Trump has also sold himself to avaricious Capitalism, of course, which enjoys letting the poor live with their populist alienation from good government (i.e., progressive economic policies), thanks to hoarding low-taxed capital (or tax-free “havened” capital) that keeps government debt high, keeps rationales of “big government failure” credible, and asks only that “citizens” shop until they drop, while The Big Boys run the economy. But Capitalism is by no means a global hegemony (which leftists don’t yet recognize; more on this later).

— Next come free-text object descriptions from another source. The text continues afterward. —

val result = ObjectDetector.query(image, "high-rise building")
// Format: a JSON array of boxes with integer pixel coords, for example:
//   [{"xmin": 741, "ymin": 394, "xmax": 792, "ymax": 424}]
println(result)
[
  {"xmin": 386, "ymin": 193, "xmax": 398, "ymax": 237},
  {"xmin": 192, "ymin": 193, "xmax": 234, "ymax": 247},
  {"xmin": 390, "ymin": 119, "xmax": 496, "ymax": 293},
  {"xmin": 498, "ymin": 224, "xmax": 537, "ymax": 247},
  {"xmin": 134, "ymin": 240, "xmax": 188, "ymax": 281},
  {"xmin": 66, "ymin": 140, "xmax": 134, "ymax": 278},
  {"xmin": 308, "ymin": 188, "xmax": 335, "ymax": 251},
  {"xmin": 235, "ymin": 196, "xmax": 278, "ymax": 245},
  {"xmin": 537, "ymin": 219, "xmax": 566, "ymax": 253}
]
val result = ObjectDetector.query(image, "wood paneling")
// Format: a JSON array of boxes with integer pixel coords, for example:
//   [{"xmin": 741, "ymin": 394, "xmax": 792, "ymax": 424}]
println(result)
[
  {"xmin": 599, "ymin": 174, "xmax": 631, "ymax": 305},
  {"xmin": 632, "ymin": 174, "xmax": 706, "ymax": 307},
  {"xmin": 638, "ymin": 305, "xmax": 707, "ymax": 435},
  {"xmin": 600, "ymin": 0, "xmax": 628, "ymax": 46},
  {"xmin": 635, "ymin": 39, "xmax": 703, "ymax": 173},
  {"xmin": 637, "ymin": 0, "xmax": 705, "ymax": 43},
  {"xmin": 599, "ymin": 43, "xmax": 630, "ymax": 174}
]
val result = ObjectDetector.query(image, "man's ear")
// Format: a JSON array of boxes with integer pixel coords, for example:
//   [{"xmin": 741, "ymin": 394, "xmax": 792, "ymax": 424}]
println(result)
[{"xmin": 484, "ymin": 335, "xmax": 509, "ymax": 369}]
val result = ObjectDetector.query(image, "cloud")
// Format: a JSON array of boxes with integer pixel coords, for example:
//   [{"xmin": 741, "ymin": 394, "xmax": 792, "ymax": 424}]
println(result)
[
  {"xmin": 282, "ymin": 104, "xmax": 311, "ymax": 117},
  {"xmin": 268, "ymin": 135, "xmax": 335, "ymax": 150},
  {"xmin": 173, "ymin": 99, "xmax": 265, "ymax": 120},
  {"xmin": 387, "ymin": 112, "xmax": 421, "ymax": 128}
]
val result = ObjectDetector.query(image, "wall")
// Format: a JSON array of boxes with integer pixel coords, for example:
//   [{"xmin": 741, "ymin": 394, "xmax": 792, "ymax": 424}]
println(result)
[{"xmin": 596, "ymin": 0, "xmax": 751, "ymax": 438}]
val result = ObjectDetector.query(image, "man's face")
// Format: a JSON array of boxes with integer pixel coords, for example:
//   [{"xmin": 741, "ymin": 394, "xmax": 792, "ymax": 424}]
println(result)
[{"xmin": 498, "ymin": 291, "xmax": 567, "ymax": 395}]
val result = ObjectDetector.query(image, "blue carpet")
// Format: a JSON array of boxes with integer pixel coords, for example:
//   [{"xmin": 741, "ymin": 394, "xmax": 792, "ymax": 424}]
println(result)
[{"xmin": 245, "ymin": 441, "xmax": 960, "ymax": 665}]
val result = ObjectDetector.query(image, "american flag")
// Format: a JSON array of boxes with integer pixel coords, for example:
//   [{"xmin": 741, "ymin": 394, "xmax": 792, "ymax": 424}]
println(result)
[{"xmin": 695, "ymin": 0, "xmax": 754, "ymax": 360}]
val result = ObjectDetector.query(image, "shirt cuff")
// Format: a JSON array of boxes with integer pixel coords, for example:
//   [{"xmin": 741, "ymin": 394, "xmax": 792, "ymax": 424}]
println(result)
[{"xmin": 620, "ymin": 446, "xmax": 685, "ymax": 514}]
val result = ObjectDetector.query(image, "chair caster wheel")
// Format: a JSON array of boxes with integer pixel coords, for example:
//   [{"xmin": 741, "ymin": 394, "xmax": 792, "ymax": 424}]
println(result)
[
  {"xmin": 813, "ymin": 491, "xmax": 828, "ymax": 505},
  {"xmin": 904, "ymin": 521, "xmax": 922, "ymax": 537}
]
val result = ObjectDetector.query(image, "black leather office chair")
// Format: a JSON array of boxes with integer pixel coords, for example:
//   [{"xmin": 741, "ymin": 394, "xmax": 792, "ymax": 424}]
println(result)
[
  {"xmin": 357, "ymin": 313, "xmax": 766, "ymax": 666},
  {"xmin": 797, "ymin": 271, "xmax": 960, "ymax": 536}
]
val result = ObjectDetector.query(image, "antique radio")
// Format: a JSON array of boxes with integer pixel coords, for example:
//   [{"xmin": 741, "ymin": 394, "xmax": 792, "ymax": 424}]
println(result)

Of course, Trump didn’t win the popular vote, and the U.S. electorate is greatly aware of the anomaly that the Electoral College (an ephemeral rubber-stamp parliamentary process) has caused. Trump won by accident of fallout from Republican House committee intimidation of the FBI. More specifically: A protracted fake media effort to degrade Clinton’s candidacy gave a Republican Congressional committee “warrant” to direct the FBI (which is legally obligated to investigate whatever a Congressional committee demands), which created a guilty-until-proven-innocent atmosphere that became suddenly amplified, with no evidence, in the last weeks of the campaign, tilting the 10% of undecided voters (i.e., the most impulsive, disengaged voters) toward Trump.

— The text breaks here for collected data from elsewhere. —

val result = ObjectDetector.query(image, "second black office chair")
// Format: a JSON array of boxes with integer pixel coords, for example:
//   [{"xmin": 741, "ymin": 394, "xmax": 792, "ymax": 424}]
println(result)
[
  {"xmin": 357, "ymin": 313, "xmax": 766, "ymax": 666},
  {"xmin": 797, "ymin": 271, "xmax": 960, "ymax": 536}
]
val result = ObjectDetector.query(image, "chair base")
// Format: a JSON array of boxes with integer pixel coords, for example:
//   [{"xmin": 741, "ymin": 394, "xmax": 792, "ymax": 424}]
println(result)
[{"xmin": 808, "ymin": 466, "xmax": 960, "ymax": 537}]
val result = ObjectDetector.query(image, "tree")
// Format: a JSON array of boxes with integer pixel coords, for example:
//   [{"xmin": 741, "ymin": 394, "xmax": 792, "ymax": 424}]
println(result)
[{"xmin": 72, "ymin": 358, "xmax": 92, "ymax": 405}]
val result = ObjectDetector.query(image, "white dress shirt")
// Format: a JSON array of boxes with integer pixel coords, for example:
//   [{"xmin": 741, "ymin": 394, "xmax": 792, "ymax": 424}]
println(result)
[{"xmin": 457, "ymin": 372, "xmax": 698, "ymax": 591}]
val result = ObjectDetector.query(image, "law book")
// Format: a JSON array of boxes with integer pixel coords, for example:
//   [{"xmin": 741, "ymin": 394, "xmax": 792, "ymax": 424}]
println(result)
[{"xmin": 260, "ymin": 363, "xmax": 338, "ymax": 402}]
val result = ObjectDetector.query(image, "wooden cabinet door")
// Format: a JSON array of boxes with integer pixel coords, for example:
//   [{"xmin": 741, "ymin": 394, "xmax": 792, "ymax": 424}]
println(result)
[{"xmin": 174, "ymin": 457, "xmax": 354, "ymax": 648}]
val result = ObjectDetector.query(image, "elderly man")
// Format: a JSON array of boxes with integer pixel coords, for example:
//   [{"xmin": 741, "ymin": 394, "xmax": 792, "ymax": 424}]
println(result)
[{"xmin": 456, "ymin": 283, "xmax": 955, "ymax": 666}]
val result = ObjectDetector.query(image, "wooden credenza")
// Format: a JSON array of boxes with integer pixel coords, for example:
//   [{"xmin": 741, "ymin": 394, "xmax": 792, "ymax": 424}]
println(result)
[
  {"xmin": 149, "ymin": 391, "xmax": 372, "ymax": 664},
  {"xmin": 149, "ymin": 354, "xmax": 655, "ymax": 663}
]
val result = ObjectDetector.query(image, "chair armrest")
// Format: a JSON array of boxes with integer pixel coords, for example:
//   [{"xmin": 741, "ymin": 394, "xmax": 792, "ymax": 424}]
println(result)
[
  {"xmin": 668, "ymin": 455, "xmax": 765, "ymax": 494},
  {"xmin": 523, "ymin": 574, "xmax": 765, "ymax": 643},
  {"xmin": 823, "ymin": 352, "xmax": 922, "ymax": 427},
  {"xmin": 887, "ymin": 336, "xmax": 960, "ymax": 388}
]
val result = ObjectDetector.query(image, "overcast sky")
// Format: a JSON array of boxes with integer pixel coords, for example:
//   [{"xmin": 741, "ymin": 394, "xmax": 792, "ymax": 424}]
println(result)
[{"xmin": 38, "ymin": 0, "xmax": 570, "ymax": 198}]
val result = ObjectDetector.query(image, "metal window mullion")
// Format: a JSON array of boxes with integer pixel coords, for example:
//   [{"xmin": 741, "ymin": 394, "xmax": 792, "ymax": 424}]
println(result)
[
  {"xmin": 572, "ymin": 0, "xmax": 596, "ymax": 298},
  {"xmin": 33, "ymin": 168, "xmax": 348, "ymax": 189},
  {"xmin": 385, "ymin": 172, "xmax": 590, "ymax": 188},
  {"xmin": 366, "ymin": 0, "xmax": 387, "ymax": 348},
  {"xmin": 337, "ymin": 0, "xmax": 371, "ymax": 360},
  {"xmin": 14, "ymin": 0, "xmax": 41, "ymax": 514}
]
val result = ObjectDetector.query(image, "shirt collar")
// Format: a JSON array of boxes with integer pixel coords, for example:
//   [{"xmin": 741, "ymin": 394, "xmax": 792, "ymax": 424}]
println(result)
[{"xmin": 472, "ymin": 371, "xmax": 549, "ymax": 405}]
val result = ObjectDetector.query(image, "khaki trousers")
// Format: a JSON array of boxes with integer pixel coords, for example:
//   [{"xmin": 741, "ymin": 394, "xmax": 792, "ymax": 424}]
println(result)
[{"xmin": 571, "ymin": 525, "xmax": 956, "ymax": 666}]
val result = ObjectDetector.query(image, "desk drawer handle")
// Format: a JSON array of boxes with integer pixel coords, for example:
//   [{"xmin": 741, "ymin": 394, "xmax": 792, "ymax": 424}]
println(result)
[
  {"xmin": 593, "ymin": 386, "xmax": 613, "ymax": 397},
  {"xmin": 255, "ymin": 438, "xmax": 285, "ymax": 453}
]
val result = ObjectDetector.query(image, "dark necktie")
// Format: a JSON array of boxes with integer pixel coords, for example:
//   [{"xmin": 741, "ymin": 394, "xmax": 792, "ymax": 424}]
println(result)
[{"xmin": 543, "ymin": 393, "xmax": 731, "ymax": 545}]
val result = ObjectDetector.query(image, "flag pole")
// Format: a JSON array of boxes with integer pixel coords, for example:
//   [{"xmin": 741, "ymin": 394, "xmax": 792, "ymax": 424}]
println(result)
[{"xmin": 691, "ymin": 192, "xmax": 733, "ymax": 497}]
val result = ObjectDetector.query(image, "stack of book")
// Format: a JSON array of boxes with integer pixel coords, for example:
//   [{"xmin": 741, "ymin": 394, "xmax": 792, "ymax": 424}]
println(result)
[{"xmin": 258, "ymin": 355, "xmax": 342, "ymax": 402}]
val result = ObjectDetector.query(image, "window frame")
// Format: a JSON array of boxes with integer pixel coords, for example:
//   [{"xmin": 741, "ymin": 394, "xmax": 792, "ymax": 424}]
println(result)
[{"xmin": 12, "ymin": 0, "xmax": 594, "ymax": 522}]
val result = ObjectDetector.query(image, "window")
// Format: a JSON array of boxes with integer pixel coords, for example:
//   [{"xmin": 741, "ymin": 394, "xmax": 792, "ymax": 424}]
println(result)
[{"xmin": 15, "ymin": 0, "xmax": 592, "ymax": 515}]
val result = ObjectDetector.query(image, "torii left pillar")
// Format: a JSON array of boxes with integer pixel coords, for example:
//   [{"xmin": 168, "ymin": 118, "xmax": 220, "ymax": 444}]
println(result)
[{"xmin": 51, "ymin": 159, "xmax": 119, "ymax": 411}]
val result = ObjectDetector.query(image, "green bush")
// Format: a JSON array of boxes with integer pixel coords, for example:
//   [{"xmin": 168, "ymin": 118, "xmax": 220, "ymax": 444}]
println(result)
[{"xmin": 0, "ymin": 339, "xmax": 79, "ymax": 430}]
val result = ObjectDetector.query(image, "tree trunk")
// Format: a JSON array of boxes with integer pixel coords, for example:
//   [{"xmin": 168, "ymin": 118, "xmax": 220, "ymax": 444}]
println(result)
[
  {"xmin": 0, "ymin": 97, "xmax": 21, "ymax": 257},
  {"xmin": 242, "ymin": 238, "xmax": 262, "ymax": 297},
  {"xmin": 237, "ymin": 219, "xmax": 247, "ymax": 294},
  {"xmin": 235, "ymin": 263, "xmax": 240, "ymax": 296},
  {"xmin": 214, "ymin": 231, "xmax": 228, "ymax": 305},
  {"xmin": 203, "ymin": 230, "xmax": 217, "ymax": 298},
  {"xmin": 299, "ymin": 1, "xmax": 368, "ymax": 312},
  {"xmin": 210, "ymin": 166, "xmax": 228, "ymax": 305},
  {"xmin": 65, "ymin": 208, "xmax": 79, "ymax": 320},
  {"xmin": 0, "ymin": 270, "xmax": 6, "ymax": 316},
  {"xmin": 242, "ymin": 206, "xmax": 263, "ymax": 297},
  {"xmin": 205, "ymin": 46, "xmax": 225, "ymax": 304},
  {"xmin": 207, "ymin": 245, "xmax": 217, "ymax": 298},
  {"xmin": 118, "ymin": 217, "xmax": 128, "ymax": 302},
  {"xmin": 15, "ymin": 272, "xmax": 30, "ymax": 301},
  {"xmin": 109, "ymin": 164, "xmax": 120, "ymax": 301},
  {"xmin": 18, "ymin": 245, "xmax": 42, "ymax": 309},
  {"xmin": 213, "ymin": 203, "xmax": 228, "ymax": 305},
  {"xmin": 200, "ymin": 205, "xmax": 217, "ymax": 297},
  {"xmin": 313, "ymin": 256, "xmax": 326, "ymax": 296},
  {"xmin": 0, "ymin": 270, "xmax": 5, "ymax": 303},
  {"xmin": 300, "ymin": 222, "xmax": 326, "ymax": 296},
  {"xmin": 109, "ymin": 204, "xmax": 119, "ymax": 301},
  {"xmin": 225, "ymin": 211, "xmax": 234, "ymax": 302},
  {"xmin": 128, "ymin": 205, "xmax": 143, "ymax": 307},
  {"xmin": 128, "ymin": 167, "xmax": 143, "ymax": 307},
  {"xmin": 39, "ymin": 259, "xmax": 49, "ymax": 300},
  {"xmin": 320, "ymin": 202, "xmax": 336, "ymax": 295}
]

In other words, to be clear about this: Trump is not legitimately elected. He is not the legitimate President-elect. He is a phony, elected through phony processes.

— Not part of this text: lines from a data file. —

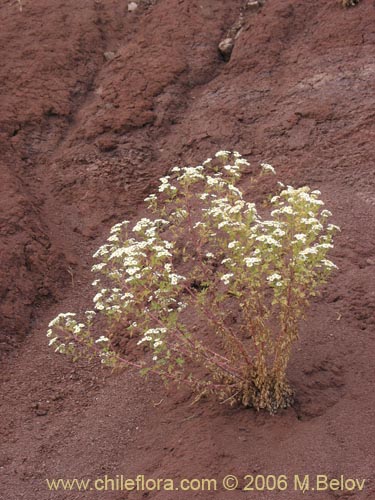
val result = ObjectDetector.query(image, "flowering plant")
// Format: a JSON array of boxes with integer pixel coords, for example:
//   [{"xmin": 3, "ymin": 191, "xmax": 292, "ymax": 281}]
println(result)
[{"xmin": 47, "ymin": 151, "xmax": 339, "ymax": 412}]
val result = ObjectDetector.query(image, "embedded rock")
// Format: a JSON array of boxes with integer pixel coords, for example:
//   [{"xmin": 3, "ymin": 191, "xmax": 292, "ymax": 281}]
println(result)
[
  {"xmin": 128, "ymin": 2, "xmax": 138, "ymax": 12},
  {"xmin": 218, "ymin": 38, "xmax": 234, "ymax": 61},
  {"xmin": 245, "ymin": 0, "xmax": 264, "ymax": 10}
]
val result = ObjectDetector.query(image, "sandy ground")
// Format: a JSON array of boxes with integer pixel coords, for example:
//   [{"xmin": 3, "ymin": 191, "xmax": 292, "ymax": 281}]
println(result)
[{"xmin": 0, "ymin": 1, "xmax": 374, "ymax": 499}]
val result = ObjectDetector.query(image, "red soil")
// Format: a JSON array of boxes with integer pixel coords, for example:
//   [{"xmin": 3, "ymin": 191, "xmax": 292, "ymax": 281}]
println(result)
[{"xmin": 0, "ymin": 0, "xmax": 374, "ymax": 499}]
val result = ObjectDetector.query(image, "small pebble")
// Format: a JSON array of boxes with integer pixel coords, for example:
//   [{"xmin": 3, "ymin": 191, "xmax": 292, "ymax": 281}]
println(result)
[
  {"xmin": 104, "ymin": 51, "xmax": 116, "ymax": 62},
  {"xmin": 128, "ymin": 2, "xmax": 138, "ymax": 12},
  {"xmin": 246, "ymin": 0, "xmax": 263, "ymax": 10}
]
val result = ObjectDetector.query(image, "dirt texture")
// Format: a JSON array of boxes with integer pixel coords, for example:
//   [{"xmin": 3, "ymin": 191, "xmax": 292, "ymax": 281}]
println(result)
[{"xmin": 0, "ymin": 0, "xmax": 374, "ymax": 499}]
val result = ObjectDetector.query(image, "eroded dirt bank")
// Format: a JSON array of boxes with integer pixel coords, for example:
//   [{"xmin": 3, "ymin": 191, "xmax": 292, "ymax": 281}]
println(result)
[{"xmin": 0, "ymin": 1, "xmax": 374, "ymax": 499}]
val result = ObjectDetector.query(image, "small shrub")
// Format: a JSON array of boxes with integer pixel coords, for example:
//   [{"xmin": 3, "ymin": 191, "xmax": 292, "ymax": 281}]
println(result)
[{"xmin": 47, "ymin": 152, "xmax": 339, "ymax": 413}]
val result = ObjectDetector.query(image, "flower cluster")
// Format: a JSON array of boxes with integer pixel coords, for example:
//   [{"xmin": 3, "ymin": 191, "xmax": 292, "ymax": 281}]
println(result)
[{"xmin": 47, "ymin": 152, "xmax": 339, "ymax": 413}]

Russia had a significant hand in creating a fake news environment for the sake of misleading the public extensively, to the intensified disadvantage of Clinton, which Republicans exploited through phony investigations that created an increasingly “guilty” environment which the dispassionate FBI unwittingly supported, just by investigating, and which caused Trump to be illegitimately elected, due to the effect of the FBI, for no evidential reason, reporting to Congress in the final days of the campaign that a new investigation was in process, when in fact there was no evidence warranting that. The media-led environment of crisis annulled the Clinton lead (indicated by all standardly reliable polls!), and last-minute voters in high unemployment “Blue” regions swung 1%—3% state-wide in favor to Trump. And the demographic mis-match between (A) a state’s number of Congressional Representatives (based on previous U.S. Census data)—which determines number of Electoral College voters—and (B) increased population beyond Census figures (which gave Clinton the majority of the popular vote nationally) caused a major shift in Electoral College votes for Trump, even though he had no national popular vote lead. The fake news, incriminating environment most affected voter regions which are most susceptible to whatever media indicates, which were regions with low education and high unemployment. That effect was engineered.

But, I’m not worried about the near future, for reasons that I’ve sketched earlier here. I’m appalled that a de facto compact between Tea Party Whites, Trump’s spirit of revenge, and Russia’s revengeful, active support of Trump caused a U.S. election to be rigged, ironically just as Trump claimed (but very ironically).

Sometimes, I imagine that clueless Trump’s most influential advisors will be his cherished Ivanka and Jared, both of whom are committed Democrats, which is a comforting prospect.

Anyway, I think that global affairs are generally progressive. The global economy is in a stable process of slow recovery, with no risk of reverting into recession soon. Of course, there are heartrending events that are symptoms of horrible global conditions calling for undaunted humanitarian engagement. (And there are bestial events regularly, none of which deserve substantive notice beyond their locality, but for the sickly tabloid mentality of the consumerist side of journalism that signals to the beasts that 15 minutes of fame awaits them, because the tabloid media never fails to deliver.)

Today, I just wanted to explain why the upcoming Trump years don’t worry me. In coming months, I especially want to focus on progressive engagements beyond leftism (and beyond “Third Way” politics of the 1990s).